Sustainable farming system can be pursued through many methods, the following 5 examples are just a few of them!

1. Organic farming

Also known as ecological or ecological farming, organic farming is an agricultural system that uses fertilizers of organic origin such as compost manure, green manure, and bone meal and places emphasis on techniques such as crop rotation and companion planting.

2. Permaculture

Permaculture is a design system that applies principles that are found in nature to the development of human settlements, allowing humanity to live in harmony with the natural world. Permaculture principles and ethics can be applied to almost any area of living, including local economies, energy systems, water supplies, housing systems, and food production.

3. Hydroponics

Hydroponics is a type of horticulture which involves growing plants without soil, by adding mineral nutrient solutions to the water.

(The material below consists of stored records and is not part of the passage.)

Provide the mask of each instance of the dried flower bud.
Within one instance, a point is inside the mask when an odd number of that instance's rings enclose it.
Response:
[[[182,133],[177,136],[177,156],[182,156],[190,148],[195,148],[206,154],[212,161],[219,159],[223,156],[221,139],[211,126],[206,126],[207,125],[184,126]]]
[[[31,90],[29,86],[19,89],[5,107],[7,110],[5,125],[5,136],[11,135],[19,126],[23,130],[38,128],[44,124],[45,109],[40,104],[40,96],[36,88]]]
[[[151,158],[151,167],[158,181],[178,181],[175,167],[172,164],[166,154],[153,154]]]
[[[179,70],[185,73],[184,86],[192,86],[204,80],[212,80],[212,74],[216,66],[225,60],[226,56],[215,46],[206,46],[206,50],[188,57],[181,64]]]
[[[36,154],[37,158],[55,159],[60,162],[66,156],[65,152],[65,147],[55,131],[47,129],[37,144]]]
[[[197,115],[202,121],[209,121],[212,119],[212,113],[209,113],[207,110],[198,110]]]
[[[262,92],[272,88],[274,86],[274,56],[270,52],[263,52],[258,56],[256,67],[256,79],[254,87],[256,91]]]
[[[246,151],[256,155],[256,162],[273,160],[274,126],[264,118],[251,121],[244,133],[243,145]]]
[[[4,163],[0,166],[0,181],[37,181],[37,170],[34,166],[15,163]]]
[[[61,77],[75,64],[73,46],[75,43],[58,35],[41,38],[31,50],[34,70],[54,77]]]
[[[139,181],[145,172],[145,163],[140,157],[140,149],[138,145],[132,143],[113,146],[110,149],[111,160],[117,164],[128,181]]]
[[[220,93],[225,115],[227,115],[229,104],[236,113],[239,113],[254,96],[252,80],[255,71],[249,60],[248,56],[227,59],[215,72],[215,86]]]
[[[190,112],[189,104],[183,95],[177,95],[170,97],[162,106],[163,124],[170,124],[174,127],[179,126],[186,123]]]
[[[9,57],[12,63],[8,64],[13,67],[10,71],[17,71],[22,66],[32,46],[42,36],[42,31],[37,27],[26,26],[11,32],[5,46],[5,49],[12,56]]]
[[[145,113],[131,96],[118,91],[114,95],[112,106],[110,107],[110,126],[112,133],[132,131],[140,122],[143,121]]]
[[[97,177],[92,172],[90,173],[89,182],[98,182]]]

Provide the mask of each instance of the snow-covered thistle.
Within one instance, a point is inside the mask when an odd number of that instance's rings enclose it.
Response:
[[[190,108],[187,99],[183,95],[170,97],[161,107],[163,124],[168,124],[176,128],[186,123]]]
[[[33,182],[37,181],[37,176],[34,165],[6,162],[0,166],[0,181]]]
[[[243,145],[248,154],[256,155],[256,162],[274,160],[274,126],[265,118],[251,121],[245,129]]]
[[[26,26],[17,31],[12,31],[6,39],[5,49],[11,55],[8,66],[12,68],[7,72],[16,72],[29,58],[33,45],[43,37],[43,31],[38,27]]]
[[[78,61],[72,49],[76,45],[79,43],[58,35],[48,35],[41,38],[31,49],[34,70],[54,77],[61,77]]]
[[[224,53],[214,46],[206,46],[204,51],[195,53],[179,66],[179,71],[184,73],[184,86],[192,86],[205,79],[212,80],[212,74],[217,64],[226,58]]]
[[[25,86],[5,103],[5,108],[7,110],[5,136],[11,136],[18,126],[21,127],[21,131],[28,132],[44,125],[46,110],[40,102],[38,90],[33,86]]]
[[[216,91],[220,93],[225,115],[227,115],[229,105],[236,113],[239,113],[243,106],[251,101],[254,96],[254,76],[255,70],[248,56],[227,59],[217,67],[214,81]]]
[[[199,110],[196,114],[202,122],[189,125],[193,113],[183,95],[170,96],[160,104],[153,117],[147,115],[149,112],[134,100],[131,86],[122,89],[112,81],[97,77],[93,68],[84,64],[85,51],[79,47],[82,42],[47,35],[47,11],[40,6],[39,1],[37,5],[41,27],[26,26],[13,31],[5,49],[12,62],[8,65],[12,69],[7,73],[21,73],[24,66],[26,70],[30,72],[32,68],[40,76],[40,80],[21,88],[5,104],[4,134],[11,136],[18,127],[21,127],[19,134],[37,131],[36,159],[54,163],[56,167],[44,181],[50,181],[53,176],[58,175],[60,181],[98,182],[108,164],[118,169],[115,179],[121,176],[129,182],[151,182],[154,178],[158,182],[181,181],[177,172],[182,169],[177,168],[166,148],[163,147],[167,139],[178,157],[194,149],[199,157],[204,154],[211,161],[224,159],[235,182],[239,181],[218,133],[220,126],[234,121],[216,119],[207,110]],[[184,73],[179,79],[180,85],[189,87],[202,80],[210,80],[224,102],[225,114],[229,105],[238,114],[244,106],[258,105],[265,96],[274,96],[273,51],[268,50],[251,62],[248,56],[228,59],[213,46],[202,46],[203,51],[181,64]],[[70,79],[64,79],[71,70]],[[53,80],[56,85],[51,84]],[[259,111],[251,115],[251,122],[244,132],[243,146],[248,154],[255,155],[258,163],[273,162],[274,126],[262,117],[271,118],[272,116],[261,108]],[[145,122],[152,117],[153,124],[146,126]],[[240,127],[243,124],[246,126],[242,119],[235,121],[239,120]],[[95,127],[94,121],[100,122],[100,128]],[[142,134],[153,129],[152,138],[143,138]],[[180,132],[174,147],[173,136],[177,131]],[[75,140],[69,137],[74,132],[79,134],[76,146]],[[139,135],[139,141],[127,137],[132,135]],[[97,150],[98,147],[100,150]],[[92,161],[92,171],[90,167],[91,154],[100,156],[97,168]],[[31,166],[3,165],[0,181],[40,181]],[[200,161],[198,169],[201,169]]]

In this system, crops are grown with the roots directly in the mineral solution or with the roots in an inert medium like gravel or perlite.

4. Urban agriculture

Urban agriculture is the practice of cultivating, processing and distributing food in or around urban areas. Today, many innovative and sustainable growing techniques are already being used in cities, including backyard farms and gardens, community gardens, rooftop farms, growing crops in urban greenhouses, indoor hydroponic farms, and perhaps even growing food inside urban farm towers someday.

5. Polycultures

Polyculture farming tries to mimic the diversity of natural ecosystems, growing multiple crop species in one area at the same time. These species are often complementary to each other and aim at producing greater diversity of products from one plot while fully utilizing available resources. High biodiversity makes the system more resilient to weather fluctuations and it reduces the opportunity for disease and pests to take hold, allowing a smaller use of fertilizers and pesticides.